ProtectingYourself - 21-Aug-17 @ 2:38 PM
Hi. We have a tenant in our granny flat. It is part of our house, but a separate flat. He is paranoid and thinks someone, us, is coming into the flat and snooping. He has told us, He is installing security cameras in the flat to check what is going on when he is not there. Why tell us if he thinks it is us? My concern is, I am a music teacher and have a lot of young children, under 16 coming to my home for lessons. They park and walk in front of the flat Windows to get access to my music room. How do I ensure he is not capturing any images of children coming to my house? And what can I do about it? Thanks
Rooboo - 18-Aug-17 @ 3:14 PM
Crafty - Your Question:
My Neighbour has put up a CCTV camera from their house looking towards one of their cars parked outside off my house. Although I have a large hedge around my property they can still see me coming out off my gate or when im walking pass my own house, I feel very uncomfortable but unable to speck to them as they will shout and swear to me. Are they breaking the law and if so who do I report them too.

Our Response:
If you're unhappy and feel your privacy is being impinged, you should speak with your local police. They'll take a look and let you know whether anything can be done.

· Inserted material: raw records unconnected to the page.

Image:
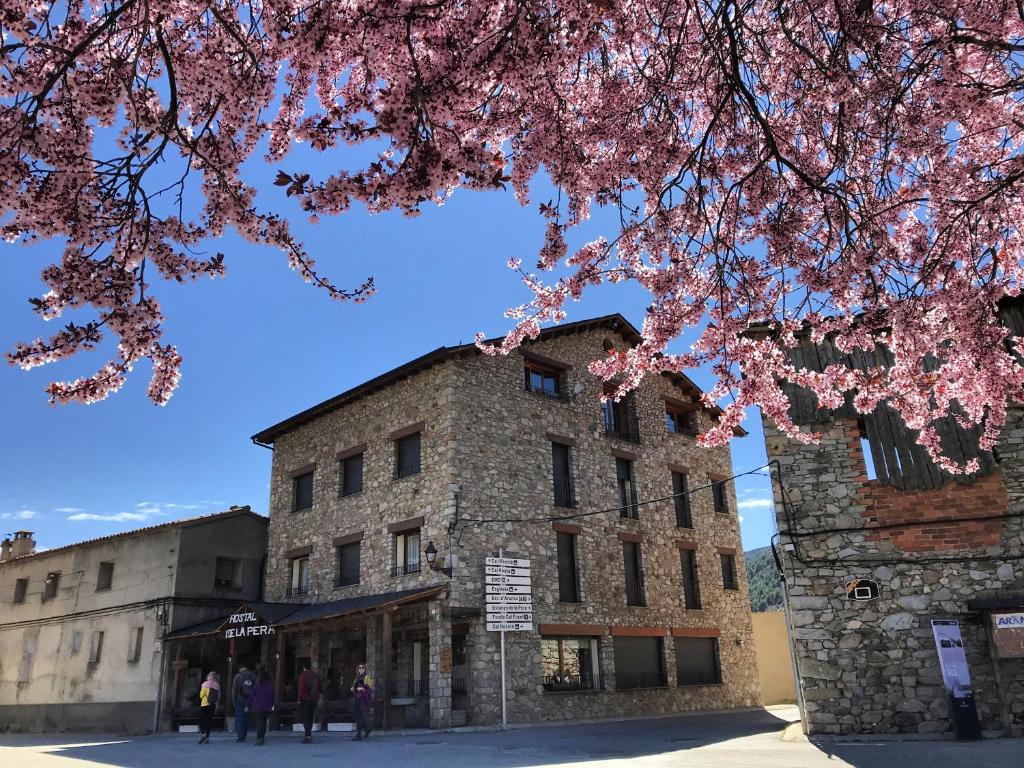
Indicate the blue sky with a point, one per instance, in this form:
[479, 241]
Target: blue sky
[261, 345]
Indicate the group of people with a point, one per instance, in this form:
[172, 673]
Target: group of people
[253, 697]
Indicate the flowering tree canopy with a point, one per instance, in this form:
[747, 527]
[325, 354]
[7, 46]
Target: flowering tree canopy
[848, 168]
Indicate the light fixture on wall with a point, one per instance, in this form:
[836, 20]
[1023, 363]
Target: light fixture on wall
[431, 554]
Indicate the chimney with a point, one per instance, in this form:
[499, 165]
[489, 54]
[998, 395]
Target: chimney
[23, 545]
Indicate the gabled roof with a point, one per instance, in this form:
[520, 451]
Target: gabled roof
[611, 322]
[181, 523]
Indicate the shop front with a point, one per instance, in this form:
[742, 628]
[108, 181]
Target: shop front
[404, 638]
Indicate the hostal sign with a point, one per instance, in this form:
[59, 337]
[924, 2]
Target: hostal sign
[246, 624]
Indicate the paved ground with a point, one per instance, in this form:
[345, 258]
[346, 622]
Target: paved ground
[723, 740]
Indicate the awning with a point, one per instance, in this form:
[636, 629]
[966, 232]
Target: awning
[290, 614]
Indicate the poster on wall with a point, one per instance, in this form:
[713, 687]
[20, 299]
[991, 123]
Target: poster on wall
[952, 659]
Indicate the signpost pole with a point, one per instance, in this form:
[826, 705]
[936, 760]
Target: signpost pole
[501, 553]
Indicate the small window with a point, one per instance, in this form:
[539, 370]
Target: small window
[729, 571]
[681, 422]
[104, 578]
[568, 577]
[407, 456]
[718, 489]
[96, 647]
[348, 564]
[299, 581]
[697, 660]
[639, 663]
[542, 380]
[303, 492]
[407, 552]
[570, 664]
[691, 583]
[562, 473]
[628, 506]
[226, 572]
[634, 573]
[51, 585]
[681, 499]
[351, 475]
[135, 645]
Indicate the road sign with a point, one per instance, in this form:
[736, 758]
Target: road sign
[524, 581]
[505, 570]
[511, 562]
[510, 627]
[507, 589]
[506, 599]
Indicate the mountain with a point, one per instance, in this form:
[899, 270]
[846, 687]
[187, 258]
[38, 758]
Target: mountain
[762, 579]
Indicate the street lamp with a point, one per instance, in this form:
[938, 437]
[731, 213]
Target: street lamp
[431, 554]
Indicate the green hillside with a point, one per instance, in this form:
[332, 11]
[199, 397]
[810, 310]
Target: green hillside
[762, 578]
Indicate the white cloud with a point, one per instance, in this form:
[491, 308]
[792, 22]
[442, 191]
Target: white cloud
[119, 517]
[22, 514]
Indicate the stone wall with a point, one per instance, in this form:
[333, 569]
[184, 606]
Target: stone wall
[871, 667]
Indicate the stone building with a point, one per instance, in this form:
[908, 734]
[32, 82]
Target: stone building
[866, 506]
[639, 594]
[81, 626]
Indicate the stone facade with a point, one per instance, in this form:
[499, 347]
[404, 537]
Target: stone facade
[75, 659]
[871, 667]
[486, 483]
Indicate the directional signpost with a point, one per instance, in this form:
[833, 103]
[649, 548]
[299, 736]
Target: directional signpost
[509, 601]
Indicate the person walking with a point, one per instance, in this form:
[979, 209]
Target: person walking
[261, 705]
[242, 688]
[309, 692]
[209, 694]
[363, 704]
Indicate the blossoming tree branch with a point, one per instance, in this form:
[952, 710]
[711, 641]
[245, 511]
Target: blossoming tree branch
[846, 168]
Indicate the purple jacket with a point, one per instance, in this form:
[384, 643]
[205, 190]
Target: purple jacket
[261, 699]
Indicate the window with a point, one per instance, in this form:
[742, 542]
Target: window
[684, 519]
[639, 663]
[729, 571]
[681, 422]
[299, 582]
[407, 552]
[348, 564]
[634, 573]
[226, 572]
[104, 579]
[50, 585]
[407, 456]
[568, 579]
[718, 489]
[96, 647]
[627, 488]
[135, 645]
[620, 418]
[351, 475]
[696, 660]
[543, 380]
[569, 664]
[562, 473]
[691, 584]
[303, 492]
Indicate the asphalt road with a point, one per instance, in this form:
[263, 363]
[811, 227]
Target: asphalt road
[717, 740]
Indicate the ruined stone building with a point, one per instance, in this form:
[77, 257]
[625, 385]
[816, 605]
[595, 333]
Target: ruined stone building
[386, 499]
[81, 626]
[865, 514]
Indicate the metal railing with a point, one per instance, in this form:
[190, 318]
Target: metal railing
[558, 683]
[629, 680]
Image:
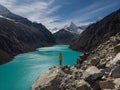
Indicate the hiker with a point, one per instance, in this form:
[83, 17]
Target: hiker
[60, 58]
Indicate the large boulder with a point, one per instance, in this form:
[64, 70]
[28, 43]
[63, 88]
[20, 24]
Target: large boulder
[107, 85]
[114, 61]
[48, 80]
[110, 84]
[116, 72]
[92, 74]
[82, 85]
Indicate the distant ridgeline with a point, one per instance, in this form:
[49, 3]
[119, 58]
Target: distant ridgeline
[19, 35]
[98, 32]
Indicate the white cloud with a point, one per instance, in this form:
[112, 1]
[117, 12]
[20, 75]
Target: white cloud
[41, 10]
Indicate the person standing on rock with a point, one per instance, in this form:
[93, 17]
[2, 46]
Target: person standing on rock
[60, 58]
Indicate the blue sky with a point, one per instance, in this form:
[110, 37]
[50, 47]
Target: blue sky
[58, 13]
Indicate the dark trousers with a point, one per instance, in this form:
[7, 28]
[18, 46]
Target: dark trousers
[60, 62]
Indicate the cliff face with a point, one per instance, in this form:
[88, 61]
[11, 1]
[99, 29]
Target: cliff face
[65, 37]
[98, 32]
[19, 35]
[96, 69]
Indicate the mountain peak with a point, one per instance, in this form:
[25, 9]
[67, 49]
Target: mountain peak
[3, 10]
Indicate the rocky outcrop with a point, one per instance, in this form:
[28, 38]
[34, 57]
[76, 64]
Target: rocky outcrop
[19, 35]
[65, 37]
[98, 33]
[95, 70]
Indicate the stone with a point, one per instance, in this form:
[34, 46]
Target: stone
[109, 84]
[116, 72]
[82, 85]
[48, 81]
[114, 61]
[92, 73]
[94, 62]
[117, 48]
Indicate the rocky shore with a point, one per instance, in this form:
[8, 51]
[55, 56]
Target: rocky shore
[95, 70]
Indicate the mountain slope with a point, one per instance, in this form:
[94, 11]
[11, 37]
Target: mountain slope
[65, 37]
[98, 32]
[19, 35]
[7, 14]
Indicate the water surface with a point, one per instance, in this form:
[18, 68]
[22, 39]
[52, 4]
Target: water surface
[20, 73]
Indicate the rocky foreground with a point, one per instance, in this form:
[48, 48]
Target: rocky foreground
[95, 70]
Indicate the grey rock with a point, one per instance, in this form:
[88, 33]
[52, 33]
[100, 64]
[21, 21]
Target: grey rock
[109, 84]
[92, 73]
[116, 72]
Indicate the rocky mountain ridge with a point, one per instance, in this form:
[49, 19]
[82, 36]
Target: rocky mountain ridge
[96, 70]
[98, 32]
[19, 35]
[64, 36]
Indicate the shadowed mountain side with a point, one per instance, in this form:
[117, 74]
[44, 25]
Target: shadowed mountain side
[17, 38]
[98, 32]
[65, 37]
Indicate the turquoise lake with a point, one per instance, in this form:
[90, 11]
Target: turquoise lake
[21, 73]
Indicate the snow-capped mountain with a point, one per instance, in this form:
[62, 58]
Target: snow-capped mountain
[74, 28]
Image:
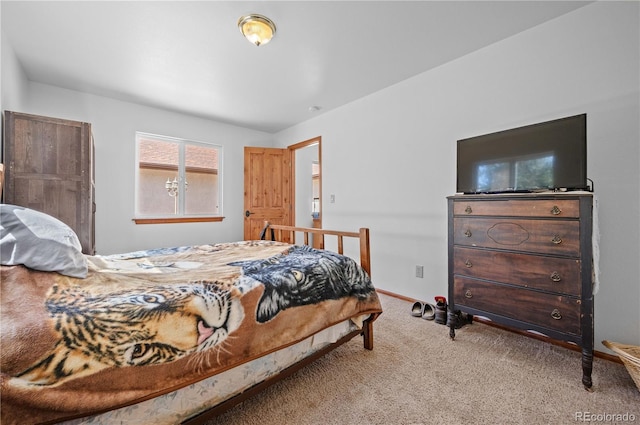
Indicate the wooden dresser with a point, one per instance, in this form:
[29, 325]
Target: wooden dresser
[525, 261]
[49, 168]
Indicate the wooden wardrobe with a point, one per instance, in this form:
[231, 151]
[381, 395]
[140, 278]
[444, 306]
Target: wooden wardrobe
[49, 167]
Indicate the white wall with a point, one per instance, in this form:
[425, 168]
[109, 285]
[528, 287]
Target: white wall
[13, 82]
[389, 158]
[114, 124]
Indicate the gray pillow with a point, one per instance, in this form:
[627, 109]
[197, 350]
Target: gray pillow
[39, 241]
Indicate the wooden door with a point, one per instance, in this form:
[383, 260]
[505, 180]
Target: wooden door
[267, 189]
[49, 168]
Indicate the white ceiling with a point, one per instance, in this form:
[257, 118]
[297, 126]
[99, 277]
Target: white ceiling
[190, 56]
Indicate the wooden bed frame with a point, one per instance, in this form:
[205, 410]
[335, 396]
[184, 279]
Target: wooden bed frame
[287, 233]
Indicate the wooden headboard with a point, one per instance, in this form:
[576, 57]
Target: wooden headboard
[276, 232]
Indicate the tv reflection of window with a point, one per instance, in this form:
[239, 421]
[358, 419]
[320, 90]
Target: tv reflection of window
[531, 172]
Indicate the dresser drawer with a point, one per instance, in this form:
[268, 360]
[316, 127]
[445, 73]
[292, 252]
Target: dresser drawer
[566, 208]
[555, 237]
[554, 312]
[559, 275]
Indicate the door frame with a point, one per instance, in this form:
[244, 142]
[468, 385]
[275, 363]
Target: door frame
[293, 148]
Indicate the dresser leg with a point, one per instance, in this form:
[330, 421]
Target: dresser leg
[587, 367]
[452, 321]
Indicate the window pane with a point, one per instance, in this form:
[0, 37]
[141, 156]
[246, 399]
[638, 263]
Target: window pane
[158, 163]
[202, 195]
[177, 178]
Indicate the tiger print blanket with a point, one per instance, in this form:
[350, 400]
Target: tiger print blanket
[146, 323]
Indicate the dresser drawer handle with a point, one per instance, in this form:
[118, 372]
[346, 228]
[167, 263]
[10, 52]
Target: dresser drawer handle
[555, 277]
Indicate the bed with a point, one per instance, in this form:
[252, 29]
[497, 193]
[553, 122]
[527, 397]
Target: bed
[171, 335]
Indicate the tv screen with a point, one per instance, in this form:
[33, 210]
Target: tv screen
[550, 155]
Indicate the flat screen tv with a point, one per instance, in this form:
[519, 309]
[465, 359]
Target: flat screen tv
[551, 155]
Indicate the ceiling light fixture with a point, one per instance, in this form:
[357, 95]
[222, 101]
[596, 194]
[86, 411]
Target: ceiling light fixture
[257, 29]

ProtectingYourself - 16-Aug-17 @ 1:53 PM
My Neighbour has put up a CCTV camera from their house looking towards one of their cars parked outside off my house.Although I have a large hedge around my property they can still see me coming out off my gate or when im walking pass my own house,I feel very uncomfortable but unable to speck to them as they will shout and swear to me.Are they breaking the law and if so who do I report them too.
Crafty - 14-Aug-17 @ 9:37 PM
A builder has started a development right next to our golf club. One of the owners has put a camera on his garden wall pointing to a tee close to his house. Should we inform him that what he is doing is illegal and to cease immediately.